As a school project, we're 4 working on a parallel raytracer with OpenCL. It's our first project using OpenCL, so we might have some incomprehensions about it.
We're trying to implement parallel buffer compaction to remove finished rays, or rays that didn't collide with anything so the next iteration has less data to process.
Basically, we've got a buffer of as many s_ray_states
as needed for rendering, tracing them, getting collision data, compacting the buffer so there'd be only rays which collided with an object inside it, then shading them.
So we have a buffer uint *prefix_sum
which contains the indices at which each s_ray_state
must be moved to in the buffer s_ray_state *ray_states
in order to reduce the number of rays which are sent to the shading kernel, and the next iterations of the trace/shade kernels.
Sadly, the ray_sort
kernel below doesn't seem to be working right, we verified the input prefix_sum
data, which is 100% correct, same for ray_states
buffer, but we're getting unwanted data in the output.

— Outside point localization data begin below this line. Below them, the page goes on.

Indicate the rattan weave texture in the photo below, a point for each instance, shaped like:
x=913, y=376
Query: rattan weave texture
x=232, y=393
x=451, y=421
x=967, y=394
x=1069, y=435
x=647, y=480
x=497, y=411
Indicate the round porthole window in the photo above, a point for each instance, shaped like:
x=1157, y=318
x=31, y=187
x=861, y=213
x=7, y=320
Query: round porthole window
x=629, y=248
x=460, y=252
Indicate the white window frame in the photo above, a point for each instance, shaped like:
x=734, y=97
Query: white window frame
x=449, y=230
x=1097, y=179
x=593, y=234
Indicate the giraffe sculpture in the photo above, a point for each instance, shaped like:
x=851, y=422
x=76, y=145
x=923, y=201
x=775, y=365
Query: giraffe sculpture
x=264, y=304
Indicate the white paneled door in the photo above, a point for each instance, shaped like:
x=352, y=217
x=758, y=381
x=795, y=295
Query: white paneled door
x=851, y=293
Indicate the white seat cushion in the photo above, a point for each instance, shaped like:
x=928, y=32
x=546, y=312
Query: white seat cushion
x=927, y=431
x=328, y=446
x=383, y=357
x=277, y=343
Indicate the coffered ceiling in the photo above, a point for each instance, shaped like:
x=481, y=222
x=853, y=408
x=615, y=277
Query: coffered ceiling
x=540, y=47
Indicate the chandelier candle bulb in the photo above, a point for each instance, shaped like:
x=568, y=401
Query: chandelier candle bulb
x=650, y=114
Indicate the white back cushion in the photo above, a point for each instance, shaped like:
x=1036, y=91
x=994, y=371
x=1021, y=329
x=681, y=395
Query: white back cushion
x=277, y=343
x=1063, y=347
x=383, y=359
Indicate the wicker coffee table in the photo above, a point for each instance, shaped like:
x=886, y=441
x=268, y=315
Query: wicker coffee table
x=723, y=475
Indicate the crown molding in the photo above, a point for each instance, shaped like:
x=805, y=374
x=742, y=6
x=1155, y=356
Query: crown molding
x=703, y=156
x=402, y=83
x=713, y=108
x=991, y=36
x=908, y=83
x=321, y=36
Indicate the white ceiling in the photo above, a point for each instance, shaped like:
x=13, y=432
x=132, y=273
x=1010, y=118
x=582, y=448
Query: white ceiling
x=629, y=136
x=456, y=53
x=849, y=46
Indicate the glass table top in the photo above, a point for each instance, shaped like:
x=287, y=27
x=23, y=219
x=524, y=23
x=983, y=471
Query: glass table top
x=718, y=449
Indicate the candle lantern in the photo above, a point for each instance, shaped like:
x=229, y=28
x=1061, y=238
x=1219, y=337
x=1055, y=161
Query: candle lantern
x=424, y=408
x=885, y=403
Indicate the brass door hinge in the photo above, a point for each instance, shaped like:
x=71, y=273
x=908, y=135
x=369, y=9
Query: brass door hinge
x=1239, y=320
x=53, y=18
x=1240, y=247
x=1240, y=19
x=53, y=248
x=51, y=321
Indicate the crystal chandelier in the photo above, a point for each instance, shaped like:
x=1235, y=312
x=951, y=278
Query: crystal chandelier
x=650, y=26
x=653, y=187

We're launching a single workgroup ( global work size = local work size ), the rays are always moved in the buffer to a smaller index than their original. We've put barriers, and are using the s_ray_state *tmp
buffer to prevent parallel executions to write on each-other's data, but it doesn't seem to work, even when removing the barriers we'd get the same result.
The both of us have been working on it for 4 days and have already asked for help from other students, but no-one seems to be able to figure out what's wrong. We may not be understanding barriers / mem fences enough to be sure this can in fact work.
We already tried making a single work item in a single work group sort the whole array, which works, and even gives better performance.
Is the code below supposed to be working ? With our understanding of OpenCL, it should be working, and we did a lot of research, but never really got any clear answer..
kernel void ray_sort(
global read_only uint *prefix_sum,
global read_write struct s_ray_state *ray_states,
global read_only uint *ray_states_size,
local read_write struct s_ray_state *tmp
)
{
int l_size = get_local_size(0);
int l_id = get_local_id(0);
int group_id = -1;
int group_nb = *ray_states_size / l_size;
int state_id;
while (++group_id < group_nb)
{
state_id = group_id * l_size + l_id;
tmp[l_id] = ray_states[state_id];
barrier(CLK_LOCAL_MEM_FENCE);
if (did_hit(tmp[l_id]))
ray_states[prefix_sum[state_id]] = tmp[l_id];
barrier(CLK_GLOBAL_MEM_FENCE);
}
}
ray_states
length is ray_states_size
prefix_sum
contains indices at which each ray_states
element must be moved to
tmp
is a local buffer of size local_work_size
local_work_size
= global_work_size
did_hit()
returns 1 if the ray hits an object, 0 otherwise
We're expecting the ray_states
elements to be moved to the indices contained in prefix_sum
Example: Each ray_states[id]
gets moved to prefix_sum[id]
index in
ray_states
prefix_sum: 0 | 0 | 1 | 1 | 2 | 3 | 3 | 3 | 4
did_hit(ray_states[id]): 0 | 1 | 0 | 1 | 1 | 0 | 0 | 1 | 0
did_hit(output[id]): 1 | 1 | 1 | 1 | X | X | X | X | X
X
s can be anything